Matt Pritchett’ın -sayısı ne yazık ki çok az olan- esprili çizimlerinin yer aldığı kitabı Francis Bacon’dan mucitlere övgü olan bir alıntı ile açmış Berry: “Kentleri kuranların, yasa yapanların, ulusal kahramanların, zorbaların kökünü kazıyanların ve bütün bunlara benzeyen insanların bıraktıkları olumlu izler çok kısa sürer; buna karşılık mucitlerin eserleri daha şatafatsız, daha gösterişsizdir, ama izleri her yerde hissedilir ve sonsuza dek sürer.” Giriş yazısında “İnsanın dünya ile evren karşısındaki tutumu”nun tarihini anlatıyor ve keşiflerin dünyayı nasıl etkilediğinden söz ediyor kısaca Berry. Burada yer verdiği ve Romalı politikacı, yazar ve mühendis Julius Frontinus’e (MS 40 – MS 103) atfedilen bir söz üzerinden de icatların ve bilimin gideceği noktaların sınırsızlığını vurguluyor. “Savaş işleri ve makineleriyle ilgili hiçbir yeni fikre aldırmıyorum. İcatlar sınırlarına ulaştı. Geliştirilmeleri konusunda hiçbir umut göremiyorum.” demiş Frontinus ve oldukça da yanılmış bu iddialı kehaneti ile.
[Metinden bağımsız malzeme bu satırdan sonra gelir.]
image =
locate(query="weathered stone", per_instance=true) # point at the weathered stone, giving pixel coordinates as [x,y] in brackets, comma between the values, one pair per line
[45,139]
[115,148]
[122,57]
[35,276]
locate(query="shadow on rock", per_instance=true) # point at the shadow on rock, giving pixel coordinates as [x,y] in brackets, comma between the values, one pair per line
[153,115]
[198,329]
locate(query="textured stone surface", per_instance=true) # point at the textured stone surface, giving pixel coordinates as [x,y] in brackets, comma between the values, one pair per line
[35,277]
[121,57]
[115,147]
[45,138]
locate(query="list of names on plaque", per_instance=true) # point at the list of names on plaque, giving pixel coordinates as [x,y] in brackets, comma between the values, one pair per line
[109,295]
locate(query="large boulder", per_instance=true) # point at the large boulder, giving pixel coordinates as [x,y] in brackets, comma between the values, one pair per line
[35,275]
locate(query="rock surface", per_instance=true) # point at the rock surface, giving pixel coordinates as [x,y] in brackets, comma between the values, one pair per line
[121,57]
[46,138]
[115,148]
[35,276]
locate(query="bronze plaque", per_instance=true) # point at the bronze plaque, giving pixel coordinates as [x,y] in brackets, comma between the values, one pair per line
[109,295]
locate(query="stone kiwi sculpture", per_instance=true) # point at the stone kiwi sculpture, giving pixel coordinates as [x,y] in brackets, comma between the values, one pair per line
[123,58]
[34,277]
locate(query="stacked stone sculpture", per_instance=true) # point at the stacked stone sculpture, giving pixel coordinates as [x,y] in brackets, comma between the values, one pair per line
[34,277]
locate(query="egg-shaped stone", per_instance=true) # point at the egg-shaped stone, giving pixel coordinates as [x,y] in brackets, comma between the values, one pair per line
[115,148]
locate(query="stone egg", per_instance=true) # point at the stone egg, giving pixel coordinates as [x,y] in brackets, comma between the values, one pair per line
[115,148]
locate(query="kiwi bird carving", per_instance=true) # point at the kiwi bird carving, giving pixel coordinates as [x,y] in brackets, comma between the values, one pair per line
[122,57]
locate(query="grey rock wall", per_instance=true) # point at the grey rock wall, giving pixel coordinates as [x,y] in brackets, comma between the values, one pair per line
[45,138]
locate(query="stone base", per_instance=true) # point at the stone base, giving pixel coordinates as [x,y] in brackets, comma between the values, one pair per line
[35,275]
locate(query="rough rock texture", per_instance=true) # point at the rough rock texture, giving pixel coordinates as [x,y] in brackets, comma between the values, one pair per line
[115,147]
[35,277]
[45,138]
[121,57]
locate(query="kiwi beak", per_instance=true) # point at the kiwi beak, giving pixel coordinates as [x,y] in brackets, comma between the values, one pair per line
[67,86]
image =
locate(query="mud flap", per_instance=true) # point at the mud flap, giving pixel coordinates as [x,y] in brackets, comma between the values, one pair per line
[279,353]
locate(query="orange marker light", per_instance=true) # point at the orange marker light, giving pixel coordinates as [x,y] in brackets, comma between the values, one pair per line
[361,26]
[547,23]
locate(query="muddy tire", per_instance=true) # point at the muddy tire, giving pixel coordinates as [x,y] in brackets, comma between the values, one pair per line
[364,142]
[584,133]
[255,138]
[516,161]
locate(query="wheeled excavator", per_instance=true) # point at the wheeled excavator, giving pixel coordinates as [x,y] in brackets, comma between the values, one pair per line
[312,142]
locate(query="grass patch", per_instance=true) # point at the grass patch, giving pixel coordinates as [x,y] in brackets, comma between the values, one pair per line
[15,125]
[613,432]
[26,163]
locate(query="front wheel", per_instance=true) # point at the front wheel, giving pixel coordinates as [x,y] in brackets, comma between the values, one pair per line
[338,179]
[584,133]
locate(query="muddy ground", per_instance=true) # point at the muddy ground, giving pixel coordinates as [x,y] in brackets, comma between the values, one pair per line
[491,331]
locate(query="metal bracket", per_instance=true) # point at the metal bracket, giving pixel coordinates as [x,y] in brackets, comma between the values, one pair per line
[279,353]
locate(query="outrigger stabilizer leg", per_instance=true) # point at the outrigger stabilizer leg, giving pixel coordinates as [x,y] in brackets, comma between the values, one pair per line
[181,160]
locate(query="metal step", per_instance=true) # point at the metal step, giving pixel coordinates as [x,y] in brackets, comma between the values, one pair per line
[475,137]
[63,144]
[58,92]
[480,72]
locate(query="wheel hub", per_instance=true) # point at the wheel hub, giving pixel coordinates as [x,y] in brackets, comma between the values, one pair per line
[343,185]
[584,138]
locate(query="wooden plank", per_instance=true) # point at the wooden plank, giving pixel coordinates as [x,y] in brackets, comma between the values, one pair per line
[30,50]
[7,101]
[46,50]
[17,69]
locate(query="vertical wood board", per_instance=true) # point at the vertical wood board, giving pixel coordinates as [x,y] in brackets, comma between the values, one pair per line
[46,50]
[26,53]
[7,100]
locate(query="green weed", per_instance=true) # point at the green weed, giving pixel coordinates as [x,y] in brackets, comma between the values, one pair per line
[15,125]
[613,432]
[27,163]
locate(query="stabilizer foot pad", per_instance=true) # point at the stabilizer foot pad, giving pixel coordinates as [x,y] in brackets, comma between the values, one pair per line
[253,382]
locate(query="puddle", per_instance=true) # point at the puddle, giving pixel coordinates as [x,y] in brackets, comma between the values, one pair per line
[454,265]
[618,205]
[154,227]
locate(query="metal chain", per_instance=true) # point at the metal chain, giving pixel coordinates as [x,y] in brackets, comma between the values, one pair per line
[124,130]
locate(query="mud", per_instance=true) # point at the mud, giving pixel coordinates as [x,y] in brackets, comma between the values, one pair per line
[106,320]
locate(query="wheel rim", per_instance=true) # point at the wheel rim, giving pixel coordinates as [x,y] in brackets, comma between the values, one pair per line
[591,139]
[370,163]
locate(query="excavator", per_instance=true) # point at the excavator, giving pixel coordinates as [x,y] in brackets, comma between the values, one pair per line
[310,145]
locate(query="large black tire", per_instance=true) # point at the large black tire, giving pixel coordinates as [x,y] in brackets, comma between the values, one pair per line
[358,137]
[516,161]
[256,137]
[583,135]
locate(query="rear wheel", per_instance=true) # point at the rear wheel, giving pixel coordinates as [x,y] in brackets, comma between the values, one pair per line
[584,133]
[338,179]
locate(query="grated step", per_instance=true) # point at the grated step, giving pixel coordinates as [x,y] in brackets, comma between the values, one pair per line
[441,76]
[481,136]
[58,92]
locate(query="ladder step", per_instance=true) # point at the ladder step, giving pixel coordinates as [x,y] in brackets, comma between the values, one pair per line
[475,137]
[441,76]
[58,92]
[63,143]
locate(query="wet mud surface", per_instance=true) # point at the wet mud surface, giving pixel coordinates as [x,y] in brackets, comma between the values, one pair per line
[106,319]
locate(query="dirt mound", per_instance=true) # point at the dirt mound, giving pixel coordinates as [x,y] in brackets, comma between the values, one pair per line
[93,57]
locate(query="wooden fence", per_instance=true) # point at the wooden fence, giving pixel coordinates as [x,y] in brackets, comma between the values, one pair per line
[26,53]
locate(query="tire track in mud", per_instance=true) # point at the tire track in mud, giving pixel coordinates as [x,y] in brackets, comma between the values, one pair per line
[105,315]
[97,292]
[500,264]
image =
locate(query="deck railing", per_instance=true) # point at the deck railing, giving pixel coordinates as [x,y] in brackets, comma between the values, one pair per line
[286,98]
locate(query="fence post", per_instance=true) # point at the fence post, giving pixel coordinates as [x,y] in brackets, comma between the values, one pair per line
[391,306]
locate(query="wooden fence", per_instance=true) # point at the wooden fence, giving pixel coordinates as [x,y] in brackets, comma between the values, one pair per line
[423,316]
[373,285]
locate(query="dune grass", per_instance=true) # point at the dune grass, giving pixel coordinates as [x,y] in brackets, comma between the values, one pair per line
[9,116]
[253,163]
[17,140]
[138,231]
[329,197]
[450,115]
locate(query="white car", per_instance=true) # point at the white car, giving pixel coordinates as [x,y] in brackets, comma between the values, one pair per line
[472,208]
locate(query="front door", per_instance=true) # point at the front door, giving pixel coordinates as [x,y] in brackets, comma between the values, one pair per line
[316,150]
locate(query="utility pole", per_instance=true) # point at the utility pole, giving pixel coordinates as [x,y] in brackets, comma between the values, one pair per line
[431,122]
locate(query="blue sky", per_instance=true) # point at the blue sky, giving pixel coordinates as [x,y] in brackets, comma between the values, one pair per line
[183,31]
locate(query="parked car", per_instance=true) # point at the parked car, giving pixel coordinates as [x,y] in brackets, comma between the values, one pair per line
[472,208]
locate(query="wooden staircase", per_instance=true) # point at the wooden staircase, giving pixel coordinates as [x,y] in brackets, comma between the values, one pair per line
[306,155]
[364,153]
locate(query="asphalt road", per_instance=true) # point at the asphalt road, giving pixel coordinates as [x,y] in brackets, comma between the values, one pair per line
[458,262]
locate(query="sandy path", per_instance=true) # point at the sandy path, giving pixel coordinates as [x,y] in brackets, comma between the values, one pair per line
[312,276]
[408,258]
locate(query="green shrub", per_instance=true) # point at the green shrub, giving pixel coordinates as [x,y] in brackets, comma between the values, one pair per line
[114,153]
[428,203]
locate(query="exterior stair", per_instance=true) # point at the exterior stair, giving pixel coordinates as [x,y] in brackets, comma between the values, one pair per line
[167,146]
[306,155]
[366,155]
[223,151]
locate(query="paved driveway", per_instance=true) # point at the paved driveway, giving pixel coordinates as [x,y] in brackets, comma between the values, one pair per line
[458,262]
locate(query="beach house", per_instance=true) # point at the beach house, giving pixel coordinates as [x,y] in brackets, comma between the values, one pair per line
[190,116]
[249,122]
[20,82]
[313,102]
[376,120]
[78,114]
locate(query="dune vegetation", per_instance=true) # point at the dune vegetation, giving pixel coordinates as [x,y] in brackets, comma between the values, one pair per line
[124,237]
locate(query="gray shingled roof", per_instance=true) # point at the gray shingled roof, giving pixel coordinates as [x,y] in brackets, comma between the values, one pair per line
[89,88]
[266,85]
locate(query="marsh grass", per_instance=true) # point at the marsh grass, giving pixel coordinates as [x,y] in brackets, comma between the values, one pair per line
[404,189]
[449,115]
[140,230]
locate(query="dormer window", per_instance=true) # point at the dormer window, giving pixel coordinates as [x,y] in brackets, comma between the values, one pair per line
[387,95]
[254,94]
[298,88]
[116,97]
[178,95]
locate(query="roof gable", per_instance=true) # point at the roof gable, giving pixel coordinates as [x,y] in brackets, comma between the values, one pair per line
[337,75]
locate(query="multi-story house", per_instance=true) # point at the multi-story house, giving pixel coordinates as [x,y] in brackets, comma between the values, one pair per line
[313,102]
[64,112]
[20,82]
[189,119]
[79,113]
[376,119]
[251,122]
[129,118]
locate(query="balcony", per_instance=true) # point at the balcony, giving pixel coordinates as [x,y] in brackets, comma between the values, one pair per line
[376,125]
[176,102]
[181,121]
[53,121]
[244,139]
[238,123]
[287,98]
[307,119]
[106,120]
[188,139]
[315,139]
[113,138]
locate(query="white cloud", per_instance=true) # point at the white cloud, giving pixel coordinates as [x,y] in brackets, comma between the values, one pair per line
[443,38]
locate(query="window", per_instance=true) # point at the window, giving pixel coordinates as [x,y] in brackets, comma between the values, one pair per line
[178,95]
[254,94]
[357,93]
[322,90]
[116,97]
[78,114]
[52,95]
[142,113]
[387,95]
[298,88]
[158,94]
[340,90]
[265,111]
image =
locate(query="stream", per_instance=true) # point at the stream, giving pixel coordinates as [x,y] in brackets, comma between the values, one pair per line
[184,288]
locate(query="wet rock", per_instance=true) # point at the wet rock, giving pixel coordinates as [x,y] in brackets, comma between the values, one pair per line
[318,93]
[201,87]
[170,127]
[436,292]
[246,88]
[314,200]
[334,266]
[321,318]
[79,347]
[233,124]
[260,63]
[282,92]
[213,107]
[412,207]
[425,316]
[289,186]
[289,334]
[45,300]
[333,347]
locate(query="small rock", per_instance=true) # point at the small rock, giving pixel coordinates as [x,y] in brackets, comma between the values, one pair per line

Derlediği yazıları on bir bölümde toplamış Berry: “Kâşiflerin Öyküleri”, “Gök ve Uzay”, “Uzak Gökler”, “İletişim”, “Atalarımız”, “Bilim Şehitleri”, Düzmece Bilim”, “Kolaylıklar”, “Savaş”, “Bilimkurgu” ve farklı konulardaki yazıların bir araya getirildiği “Değişik Konular”. Kitabın sonunda bir buluşlar/keşifler kronolojisi oluşturmuş Berry ve burada “bilgiyi ileri götürmekten çok geciktirmiş gibi görünen” olayları ayrıca vurgulamış. Bilginin önünde engel oluşturan bu olaylar arasında MÖ 360’ta “Sokrates ile Platon’un pratik amaçlarla kullanmanın bilimin değerini azalttığını, onun tek işlevinin aklı kullanmak olduğu”nu öğretmelerini veya MÖ 300’de Panapolisli Zosimos’un ”ana metallerin altına dönüştürülebileceğini ileri sürüp yüz binlerce araştırmacının yıllarının boşa akıp geçmesine neden olmasını ve kimyanın gelişmesine yaklaşık 2000 yıl engel olması” gibi olayları göstermiş örneğin. Bilime engel oluşturanlar arasında gösterdiği olaylardan biri de Lenin’in Gorky’ye yazdığı 1919 tarihli bir mektup: Berry’nin bu mektuptaki bir cümleyi anlamından kopararak alıntılaması hayli ilginç, ya da Berry’in muhafazakâr görüşlerini bilirseniz pek de ilginç değil. Berry’e göre mektupta şöyle yazıyor Lenin: “Bilim adamları ulusun beyni olduklarını sanırlar. Aslında onlar beyin değil, bokturlar.” Bu “alıntı”nın arkasından da “Sovyet bilim adamlarının da atom bombasının doğuşuna kadar böyle davrandığını” yazmış Berry. Oysa Lenin mektubunda bilim adamlarından hiç bahsetmeden genel olarak entelektüeller için kullanıyor bu ifadeyi ve orada eleştirdiği de burjuva sınıfına ait olan ve işçiye ve köylüye değil, burjuvalara hizmet eden entelektüeller.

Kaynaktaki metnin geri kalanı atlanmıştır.